Businesses, meanwhile, boosted spending on equipment and software in the final quarter of last year at a 3.5 percent rate, the smallest gain since the first quarter of 2003.
Spending on residential projects also rose at a 3.5 percent pace in the fourth quarter. That was down from a 7.3 percent pace in the prior quarter.
An inflation gauge tied to the GDP report showed prices rose at 2.6 rate in the fourth quarter, down from a 3.7 percent pace in the third quarter.
However, when food and energy prices are excluded, “core” inflation — which the Fed watches closely — rose at a 2.2 percent rate in the fourth quarter, a pickup from the 1.4 percent growth rate in the third quarter. That suggests inflation is filtering into a variety of other prices.
To fend off inflation, the Federal Reserve is expected to boost interest rates next Tuesday one-quarter percentage point to 4.50 percent. It will be last meeting for Alan Greenspan, who will retire that day after more than 18 years running the central bank.
Zandi said the core inflation figures contained in Friday’s report reinforces his belief that the Fed will tighten next week and again on March 28.
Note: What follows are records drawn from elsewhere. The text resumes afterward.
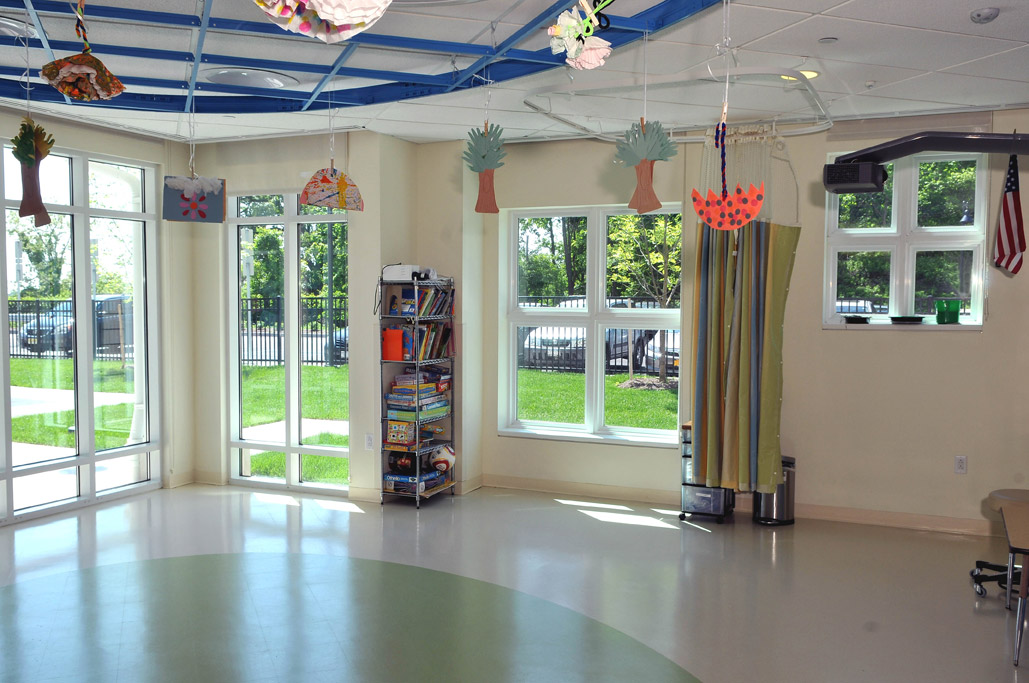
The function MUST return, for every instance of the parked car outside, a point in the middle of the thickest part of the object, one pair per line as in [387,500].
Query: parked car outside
[55,330]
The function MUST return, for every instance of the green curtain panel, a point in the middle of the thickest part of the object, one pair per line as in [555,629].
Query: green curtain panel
[742,280]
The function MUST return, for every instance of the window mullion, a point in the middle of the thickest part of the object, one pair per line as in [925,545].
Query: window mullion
[291,345]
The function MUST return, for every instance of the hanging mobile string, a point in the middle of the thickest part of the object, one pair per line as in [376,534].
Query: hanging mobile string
[192,138]
[27,85]
[719,130]
[80,26]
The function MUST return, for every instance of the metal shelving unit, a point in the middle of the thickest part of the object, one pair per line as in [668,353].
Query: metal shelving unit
[409,472]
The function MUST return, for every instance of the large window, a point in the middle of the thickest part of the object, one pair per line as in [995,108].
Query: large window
[289,344]
[80,350]
[593,325]
[917,243]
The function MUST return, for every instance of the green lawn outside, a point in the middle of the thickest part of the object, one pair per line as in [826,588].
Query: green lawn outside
[108,375]
[561,397]
[324,395]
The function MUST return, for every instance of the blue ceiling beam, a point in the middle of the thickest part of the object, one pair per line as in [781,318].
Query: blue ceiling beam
[537,23]
[303,67]
[340,61]
[43,40]
[202,34]
[136,15]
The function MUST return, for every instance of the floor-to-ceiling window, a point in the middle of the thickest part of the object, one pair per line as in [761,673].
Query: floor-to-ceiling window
[288,344]
[80,412]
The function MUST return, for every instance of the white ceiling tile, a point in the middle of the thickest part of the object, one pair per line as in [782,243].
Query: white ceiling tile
[955,88]
[811,6]
[662,58]
[860,106]
[951,15]
[746,24]
[1009,65]
[879,43]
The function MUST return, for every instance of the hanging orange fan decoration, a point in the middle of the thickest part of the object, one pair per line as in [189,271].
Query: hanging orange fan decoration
[82,76]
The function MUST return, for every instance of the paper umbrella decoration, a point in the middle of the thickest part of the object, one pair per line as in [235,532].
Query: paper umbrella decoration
[330,187]
[82,76]
[30,146]
[644,143]
[483,155]
[329,21]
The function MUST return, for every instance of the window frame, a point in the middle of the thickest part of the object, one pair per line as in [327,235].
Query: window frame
[290,219]
[903,239]
[86,457]
[596,318]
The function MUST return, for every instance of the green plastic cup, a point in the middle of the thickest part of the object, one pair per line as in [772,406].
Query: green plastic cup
[948,311]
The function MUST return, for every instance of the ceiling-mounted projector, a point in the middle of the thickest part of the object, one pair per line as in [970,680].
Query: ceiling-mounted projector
[854,177]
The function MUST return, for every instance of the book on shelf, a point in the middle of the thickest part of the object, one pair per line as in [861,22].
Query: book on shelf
[409,399]
[411,416]
[406,447]
[399,432]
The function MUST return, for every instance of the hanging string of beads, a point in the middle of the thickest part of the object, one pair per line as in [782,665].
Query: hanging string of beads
[80,26]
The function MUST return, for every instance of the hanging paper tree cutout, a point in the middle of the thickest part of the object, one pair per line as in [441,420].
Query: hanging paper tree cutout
[730,213]
[644,143]
[483,155]
[330,187]
[30,146]
[82,76]
[329,21]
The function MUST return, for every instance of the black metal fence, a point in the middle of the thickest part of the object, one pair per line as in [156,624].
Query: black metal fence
[563,349]
[262,331]
[45,328]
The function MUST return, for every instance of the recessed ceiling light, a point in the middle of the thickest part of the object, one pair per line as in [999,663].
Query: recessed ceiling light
[16,28]
[984,15]
[248,77]
[804,72]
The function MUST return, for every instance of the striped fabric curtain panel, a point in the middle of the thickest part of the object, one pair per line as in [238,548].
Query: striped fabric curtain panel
[742,280]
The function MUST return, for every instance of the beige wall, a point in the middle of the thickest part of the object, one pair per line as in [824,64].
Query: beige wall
[874,418]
President Bush, in his State of the Union address Tuesday evening, plans to put the spotlight on some pocketbook issues, including high energy prices, tax cuts and expensive health care costs.
Public concern about the economy is still relatively high, according to polls. Sixty-four percent described economic conditions as fair or poor, while 34 percent said they are excellent or good, according to the Pew Research Center for People & the Press.
The 3.5 percent increase in GDP for all of 2005, was down from a 4.2 percent gain in 2004. Economists predict the economy for all of this year will turn in another good performance with growth topping 3 percent.